Universal health care would not have saved us from the coronavirus. Countries with universal coverage have done both well (e.g., Germany and South Korea) and poorly (e.g., Italy and Spain) in controlling the infection. But they aren’t hampered by our particular situation, in which losing your job usually means losing insurance. In none of them will people avoid getting treated because of the cost, or be saddled with crushing bills if they get sick.
When so many millions lose their jobs all at once, it ought to push us to reassess this unique and uniquely detrimental feature of our health-care system.
To be clear, people who lose their jobs now will not be without options. If you have employer-sponsored health coverage and lose your job, you can use COBRA to stay on that plan for 18 months — but you’ll have to pay the full cost, which for many people is impossible. You can get private coverage through your state’s Affordable Care Act exchange, or you may be eligible for Medicaid.
But all of it requires you to jump through some bureaucratic hoops. Until it’s all sorted out, you’ll probably go through a period of uncertainty and anxiety.
Now imagine something different. What if losing your job didn’t change your health coverage at all? What if that wasn’t one more thing to worry about at such a stressful time? And what if, even if you were secure in your job, your coverage didn’t depend on your boss’s preferences for what kind of coverage you should have (say, if he considers it morally icky to allow you to have coverage for contraception), what your deductibles should be or how much you should pay?
We just got through a presidential primary campaign in which some union members were suspicious about Bernie Sanders’s Medicare-for-all plan because it would mean going off the plans they had negotiated with employers, and going to a government plan. But it’s important to stress that decoupling insurance from employment wouldn’t mean going to single-payer.

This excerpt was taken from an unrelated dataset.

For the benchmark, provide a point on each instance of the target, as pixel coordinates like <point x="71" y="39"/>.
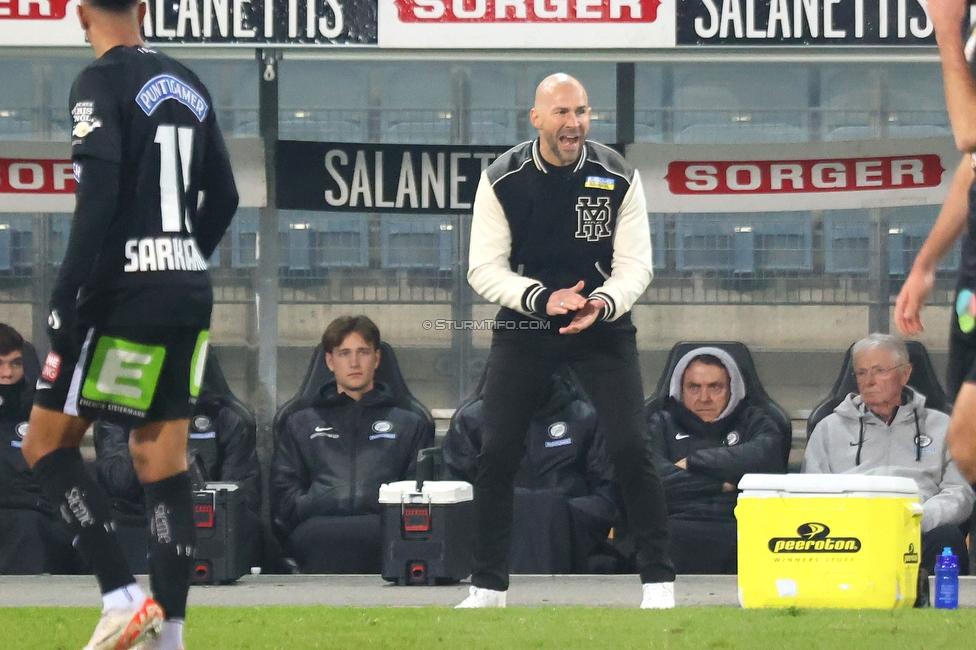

There are a variety of systems in the world that provide universal coverage, of varying degrees of government control. While a few of them include employer contributions to cover the cost of the system, none of them entwines health coverage with employment to the degree ours does.
In some (other) places, everyone gets coverage from the government; in some, everyone gets coverage through private (though heavily regulated) insurers; and some have a mix of the two. But in none of them does your employer decide what your coverage is, nor do you risk losing your coverage if you lose your job.
So why do we have this system in the first place? It’s not efficient, it imposes a huge administrative and financial burden on employers, and it results in “job lock” as people stay in jobs they don’t like and don’t pursue entrepreneurial opportunities for fear of losing their coverage. Why would anyone design a system this way?
The answer is that it wasn’t really designed so much as it was an accident of history. Because of wage and price controls in World War II, employers couldn’t offer higher wages, so they began using health coverage to compete for workers. When the IRS ruled in 1943 that employer contributions to health coverage could be made pre-tax, the benefit spread rapidly.
Today, the tax exclusion for employer-sponsored coverage is the single largest tax expenditure in the federal budget, reducing revenue by well over $200 billion a year. The Treasury Department projects that number will be $400 billion by the end of the decade. And getting coverage through your employer is the default for most adults under 65 years old.
As we debated the future of health care in recent months, we heard over and over that fundamental change to our insurance system is impossible because everyone loves their private health coverage. Anyone who has actually had to test that coverage found that assertion laughable, but there’s no question that people fear losing what they have, which makes change difficult.
So moving away from an employer-based system would require imagination — and some strong regulation. What we’d have to do, as health-care economist Uwe Reinhardt wrote in 2014, is get rid of “the illusion that employer-provided health insurance is an unearned gift bestowed on them by the owners and paid with the owners’ money, giving those owners the moral right to dictate the nature of that gift.”
If we choose, we can cut the cord that binds our health care to our jobs, knowing that there are any number of ways to construct the system that are less expensive and more secure for all of us. All we have to do is decide that’s what we want.